Etrafında paralanan kalabalığın kör bir köşesinde sigarasını yaktı sessizce.

Duyumsadığı, hatırladığı deryanın içine demir atmış batıyordu ki dikkatini kalabalığın içindeki bir kahkaha dağıttı. Pek bir şey hissetmediği o duygu yoksunluğu evresi her insanın yüksek dozda çektiği veya çekiyor olduğu acının akabinde varlığını suratında kızgın bir demirci gibi dövüyordu. Onun ise içinden hiçbir şey yapmak gelmiyordu. İçini iki boksörün yumruklaşması gibi ezen bu bunalım hali sabah matkap sesiyle uyandırılmak kadar rahatsızlık uyandırıyordu içinde. 


Bunca varlık şu kadarcık hiçlik içinse böylesine fedakarlıklar niye?

Dünya bir sanat eseriyse tabloda parlayan surat her yüzyılda aynı suratsa bu da geçmeli polis kayıtlarına. Hatta polisten evvel kutsal kitaplara, eski yazıtlara, taşa, çamura, suya.

Bence sen mor duyargaları olan çiçek pek asil ve laf anlamaz bir alemin alametifarikası ama aslında bu yüzyıl insanı için nemfomanyak orospunun tekisin.

Ne acı bir piç.

İnsan bazen zamanının akışını değiştiremez hatta bazen her lütuf felakete dönüşür.

Biz seninle ana rahmine bırakılmış talihsiz geciktiricilerdik.

Heyecanlı, tehlikeli, genç ve güzeldik.

O vakit kanın lav, gözlerin gayzer, dudakların volkan gibi patlamaya müsait, ahlak ve etik etimolojisine namüsait beyaz bir kadındın.

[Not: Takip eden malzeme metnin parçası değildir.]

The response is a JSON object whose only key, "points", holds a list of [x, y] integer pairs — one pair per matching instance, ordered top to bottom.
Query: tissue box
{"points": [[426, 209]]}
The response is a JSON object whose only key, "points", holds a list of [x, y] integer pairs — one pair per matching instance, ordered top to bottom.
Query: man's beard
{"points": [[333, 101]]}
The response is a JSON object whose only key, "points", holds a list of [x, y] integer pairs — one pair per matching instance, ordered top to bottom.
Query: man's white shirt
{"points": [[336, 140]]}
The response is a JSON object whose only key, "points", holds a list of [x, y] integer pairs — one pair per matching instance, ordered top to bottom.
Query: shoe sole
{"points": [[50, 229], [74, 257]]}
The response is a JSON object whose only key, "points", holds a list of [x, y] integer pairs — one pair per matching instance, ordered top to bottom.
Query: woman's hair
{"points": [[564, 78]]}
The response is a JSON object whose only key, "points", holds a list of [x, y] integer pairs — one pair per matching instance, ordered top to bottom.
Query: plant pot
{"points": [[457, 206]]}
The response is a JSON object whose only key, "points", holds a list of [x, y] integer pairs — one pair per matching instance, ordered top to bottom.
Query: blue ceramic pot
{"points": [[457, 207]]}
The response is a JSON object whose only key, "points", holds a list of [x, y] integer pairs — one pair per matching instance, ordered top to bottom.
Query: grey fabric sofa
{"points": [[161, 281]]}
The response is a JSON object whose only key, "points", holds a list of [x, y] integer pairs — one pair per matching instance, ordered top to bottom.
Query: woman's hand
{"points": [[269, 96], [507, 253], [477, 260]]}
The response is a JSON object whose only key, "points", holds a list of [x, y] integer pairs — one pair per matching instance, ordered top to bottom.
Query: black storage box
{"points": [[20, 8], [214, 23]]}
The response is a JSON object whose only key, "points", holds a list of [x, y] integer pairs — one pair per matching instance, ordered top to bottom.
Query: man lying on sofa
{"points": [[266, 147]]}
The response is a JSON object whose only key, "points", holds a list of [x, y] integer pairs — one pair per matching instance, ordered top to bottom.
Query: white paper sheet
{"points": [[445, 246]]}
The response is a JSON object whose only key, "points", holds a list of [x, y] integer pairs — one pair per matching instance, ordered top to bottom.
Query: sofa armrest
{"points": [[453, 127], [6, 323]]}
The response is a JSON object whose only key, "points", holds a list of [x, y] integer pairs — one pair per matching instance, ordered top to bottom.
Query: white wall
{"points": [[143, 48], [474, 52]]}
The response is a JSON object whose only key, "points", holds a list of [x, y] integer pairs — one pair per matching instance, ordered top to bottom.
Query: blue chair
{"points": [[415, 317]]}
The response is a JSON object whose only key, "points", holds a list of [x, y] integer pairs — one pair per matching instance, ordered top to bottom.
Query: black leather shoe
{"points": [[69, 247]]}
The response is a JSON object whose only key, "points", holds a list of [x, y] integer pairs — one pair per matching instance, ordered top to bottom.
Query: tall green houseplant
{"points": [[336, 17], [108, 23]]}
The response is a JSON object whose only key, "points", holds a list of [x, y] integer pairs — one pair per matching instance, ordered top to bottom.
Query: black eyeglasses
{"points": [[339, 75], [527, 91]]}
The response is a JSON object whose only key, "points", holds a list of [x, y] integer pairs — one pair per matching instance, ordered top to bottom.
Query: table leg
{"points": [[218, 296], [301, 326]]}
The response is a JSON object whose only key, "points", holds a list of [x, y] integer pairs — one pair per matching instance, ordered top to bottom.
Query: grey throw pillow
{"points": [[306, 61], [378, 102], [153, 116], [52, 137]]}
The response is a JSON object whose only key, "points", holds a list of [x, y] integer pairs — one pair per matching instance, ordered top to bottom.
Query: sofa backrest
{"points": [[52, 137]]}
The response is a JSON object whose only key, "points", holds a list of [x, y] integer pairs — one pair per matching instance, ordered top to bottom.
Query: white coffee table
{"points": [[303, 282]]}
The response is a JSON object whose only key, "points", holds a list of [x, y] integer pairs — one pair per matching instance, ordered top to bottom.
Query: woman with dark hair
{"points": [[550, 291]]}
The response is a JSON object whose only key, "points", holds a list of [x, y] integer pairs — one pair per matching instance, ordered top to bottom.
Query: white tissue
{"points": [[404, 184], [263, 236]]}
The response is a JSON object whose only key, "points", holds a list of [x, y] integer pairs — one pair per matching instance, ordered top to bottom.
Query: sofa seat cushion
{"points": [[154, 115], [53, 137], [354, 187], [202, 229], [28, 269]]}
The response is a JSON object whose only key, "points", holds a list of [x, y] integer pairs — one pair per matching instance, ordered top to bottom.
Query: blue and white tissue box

Ben ise sadece yazmaya gelmiştim.

Binlerce öldürdüklerim, üzdüklerimin cesetleri üzerine adım gibi yeminler etmiş ve hiç affetmemiştim.

Ve ben yine arsızca son kullanma tarihi geçmiş meşhur sevdalardan gayrimeşru ölümler çıkartıyorum, senin kalbini sıkıştıran ofansif panikataklarına.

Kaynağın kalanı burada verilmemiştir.